In September, AMETEK announced its next bolt-on move with the acquisition of United Electronic Industries. Again, no purchase price had been announced as the deal is set to add $35 million to annual sales.
On the final day of October, AMETEK posted third quarter results, and while third quarter revenues were up just 5%, the company guided for full year sales to increase by mid-to-high single digit percentages, with adjusted earnings now seen at a midpoint of $6.32 per share, as notably the Electronic Instruments Group has seen continued growth in recent times.
Despite the dealmaking efforts during the year, AMETEK has reduced net debt to just $1.3 billion, all while EBITDA is trending close to $2 billion here, leaving ample financial room for more capital deployment.
More Deals
Alongside the release of the third quarter results, AMETEK actually announced two deals. The first is the purchase of Amplifier Research Corp, a manufacturer of RF and microwave amplifiers equipment, a business set to add another $60 million to total sales (adding bout a percent to pro forma sales).

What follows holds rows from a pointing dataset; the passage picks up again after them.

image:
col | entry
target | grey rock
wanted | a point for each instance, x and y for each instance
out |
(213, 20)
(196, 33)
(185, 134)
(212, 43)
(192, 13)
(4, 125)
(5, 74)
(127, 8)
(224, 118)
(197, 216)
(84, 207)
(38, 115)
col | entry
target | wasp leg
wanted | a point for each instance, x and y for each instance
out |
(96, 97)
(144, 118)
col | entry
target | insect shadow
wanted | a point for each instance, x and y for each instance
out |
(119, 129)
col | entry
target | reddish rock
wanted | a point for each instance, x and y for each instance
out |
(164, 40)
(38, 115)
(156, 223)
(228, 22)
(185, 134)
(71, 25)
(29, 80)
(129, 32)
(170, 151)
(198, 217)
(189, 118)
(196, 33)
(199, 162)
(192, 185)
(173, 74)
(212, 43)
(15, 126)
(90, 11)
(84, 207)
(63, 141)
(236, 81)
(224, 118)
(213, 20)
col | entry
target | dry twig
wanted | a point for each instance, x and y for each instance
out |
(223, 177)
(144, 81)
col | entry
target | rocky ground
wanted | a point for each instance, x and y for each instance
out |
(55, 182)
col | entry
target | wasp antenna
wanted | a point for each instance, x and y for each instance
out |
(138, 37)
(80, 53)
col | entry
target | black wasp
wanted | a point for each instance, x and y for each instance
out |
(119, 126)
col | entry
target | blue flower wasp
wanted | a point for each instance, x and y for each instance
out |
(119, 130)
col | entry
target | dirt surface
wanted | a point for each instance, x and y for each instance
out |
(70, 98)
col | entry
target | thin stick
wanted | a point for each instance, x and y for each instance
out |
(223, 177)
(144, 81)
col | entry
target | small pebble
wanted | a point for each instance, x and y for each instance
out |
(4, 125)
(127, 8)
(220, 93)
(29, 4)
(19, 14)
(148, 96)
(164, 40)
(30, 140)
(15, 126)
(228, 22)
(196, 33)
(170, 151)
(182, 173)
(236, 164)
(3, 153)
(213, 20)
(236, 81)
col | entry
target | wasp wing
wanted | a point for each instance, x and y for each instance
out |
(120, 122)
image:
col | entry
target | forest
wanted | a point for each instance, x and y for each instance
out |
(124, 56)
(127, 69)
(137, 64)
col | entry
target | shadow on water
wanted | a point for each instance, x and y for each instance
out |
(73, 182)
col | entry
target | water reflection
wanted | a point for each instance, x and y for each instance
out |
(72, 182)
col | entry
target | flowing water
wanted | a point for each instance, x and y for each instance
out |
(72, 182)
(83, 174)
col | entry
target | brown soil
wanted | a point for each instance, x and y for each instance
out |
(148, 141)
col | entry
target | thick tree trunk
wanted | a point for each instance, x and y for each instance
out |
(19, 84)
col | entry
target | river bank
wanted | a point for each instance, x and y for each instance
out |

The bigger deal was a $1.9 billion deal to acquire Paragon Medical, a provider of highly engineered medical components and instruments. The producer of orthopedics, minimally invasive surgery, robotic surgery and drug delivery is set to add $500 million in sales, marking a big deal at just 3.8 times sales. The Q3 conference call revealed that about an 15 times EBITDA has been paid, suggesting about a $125 million EBITDA contribution.

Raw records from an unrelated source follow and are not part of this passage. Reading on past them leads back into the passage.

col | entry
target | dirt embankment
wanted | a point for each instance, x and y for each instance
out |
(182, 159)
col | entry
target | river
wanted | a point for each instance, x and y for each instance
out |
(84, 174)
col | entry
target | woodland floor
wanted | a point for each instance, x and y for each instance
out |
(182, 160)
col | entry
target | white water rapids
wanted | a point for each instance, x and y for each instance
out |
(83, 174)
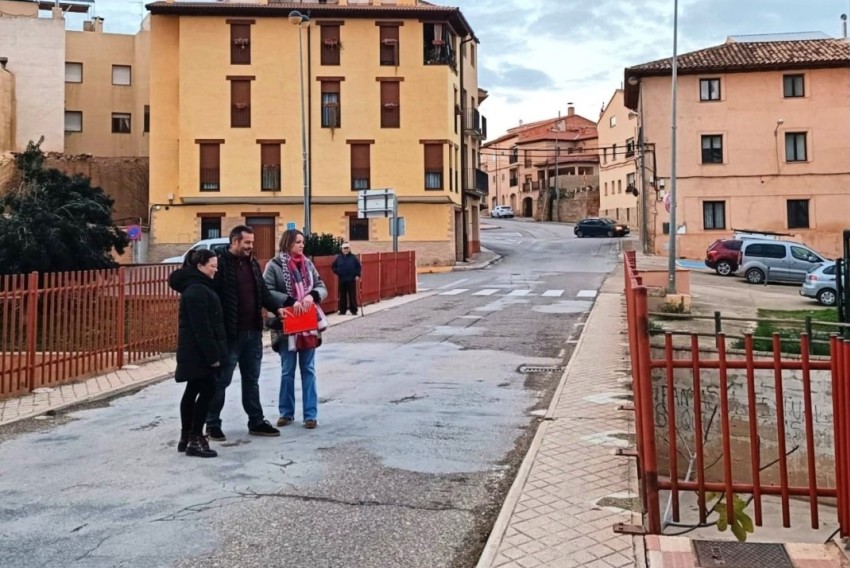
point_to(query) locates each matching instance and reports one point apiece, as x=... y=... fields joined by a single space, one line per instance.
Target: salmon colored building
x=391 y=101
x=763 y=141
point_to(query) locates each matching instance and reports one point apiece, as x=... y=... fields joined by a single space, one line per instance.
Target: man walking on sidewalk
x=346 y=266
x=240 y=285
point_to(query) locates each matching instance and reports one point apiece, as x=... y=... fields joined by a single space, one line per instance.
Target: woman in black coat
x=201 y=347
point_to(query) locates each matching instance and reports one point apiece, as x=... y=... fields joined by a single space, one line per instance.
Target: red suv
x=722 y=256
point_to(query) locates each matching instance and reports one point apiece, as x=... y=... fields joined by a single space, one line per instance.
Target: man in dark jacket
x=347 y=269
x=243 y=293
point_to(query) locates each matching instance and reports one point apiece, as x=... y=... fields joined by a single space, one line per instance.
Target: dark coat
x=346 y=267
x=201 y=339
x=226 y=285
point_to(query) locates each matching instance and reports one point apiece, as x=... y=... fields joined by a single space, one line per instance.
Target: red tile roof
x=425 y=11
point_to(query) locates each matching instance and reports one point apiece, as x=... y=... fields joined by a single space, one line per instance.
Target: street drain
x=715 y=554
x=538 y=369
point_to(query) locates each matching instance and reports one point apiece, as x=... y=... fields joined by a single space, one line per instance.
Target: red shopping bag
x=306 y=321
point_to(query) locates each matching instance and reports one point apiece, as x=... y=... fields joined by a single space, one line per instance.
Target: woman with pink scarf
x=295 y=283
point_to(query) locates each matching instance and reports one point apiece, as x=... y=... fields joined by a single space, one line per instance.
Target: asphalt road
x=425 y=414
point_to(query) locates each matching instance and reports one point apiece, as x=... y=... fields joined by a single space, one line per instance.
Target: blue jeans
x=307 y=362
x=247 y=353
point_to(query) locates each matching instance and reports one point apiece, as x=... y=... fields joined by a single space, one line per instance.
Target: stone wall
x=792 y=404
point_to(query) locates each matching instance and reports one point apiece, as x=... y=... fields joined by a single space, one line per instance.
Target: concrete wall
x=766 y=405
x=754 y=179
x=35 y=48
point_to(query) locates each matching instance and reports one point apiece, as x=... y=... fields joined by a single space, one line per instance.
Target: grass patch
x=790 y=333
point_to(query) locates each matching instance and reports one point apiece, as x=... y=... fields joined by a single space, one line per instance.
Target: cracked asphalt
x=424 y=417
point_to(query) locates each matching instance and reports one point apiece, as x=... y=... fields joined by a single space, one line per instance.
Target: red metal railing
x=749 y=389
x=57 y=328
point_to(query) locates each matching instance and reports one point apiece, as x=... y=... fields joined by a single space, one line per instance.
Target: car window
x=765 y=251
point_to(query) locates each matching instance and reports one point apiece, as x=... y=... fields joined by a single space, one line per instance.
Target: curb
x=501 y=525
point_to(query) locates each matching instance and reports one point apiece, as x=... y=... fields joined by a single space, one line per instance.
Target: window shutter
x=390 y=107
x=240 y=44
x=389 y=45
x=240 y=109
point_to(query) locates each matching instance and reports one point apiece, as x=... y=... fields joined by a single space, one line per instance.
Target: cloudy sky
x=537 y=55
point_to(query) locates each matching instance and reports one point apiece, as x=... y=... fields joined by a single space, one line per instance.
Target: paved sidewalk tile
x=566 y=511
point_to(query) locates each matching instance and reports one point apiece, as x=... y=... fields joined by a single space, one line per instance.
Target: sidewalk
x=571 y=489
x=131 y=377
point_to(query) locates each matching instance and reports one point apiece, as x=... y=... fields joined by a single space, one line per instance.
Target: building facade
x=762 y=142
x=618 y=162
x=390 y=101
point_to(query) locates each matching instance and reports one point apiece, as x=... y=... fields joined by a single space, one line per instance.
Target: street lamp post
x=296 y=18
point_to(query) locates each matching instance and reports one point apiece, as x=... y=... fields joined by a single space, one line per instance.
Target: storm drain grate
x=714 y=554
x=538 y=369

With pro forma net debt seen at $3.2 billion, or a bit more given some recent deals, leverage is no issue at all with EBITDA of the own business trending at $2 billion already.
And Now?
The latest deal likely sets AMETEK, Inc. up for earnings power of $6.50 per share, as the resulting earnings multiple looks reasonable at 21-22 times earnings. This comes as pro forma leverage is still very reasonable, while the company has a great track record, but still trades at a premium versus the market, a very well-deserved premium given its performance.
Quite frankly, I am more impressed by the business track record and M&A performance than I was before. Hence, I remain quite upbeat on AMETEK, but would prefer to be able to buy this value creator at a 20 times multiple. This works down to about a $130 per share entry point, levels which we hopefully might see soon in order to get involved with this excellent long-term value creator.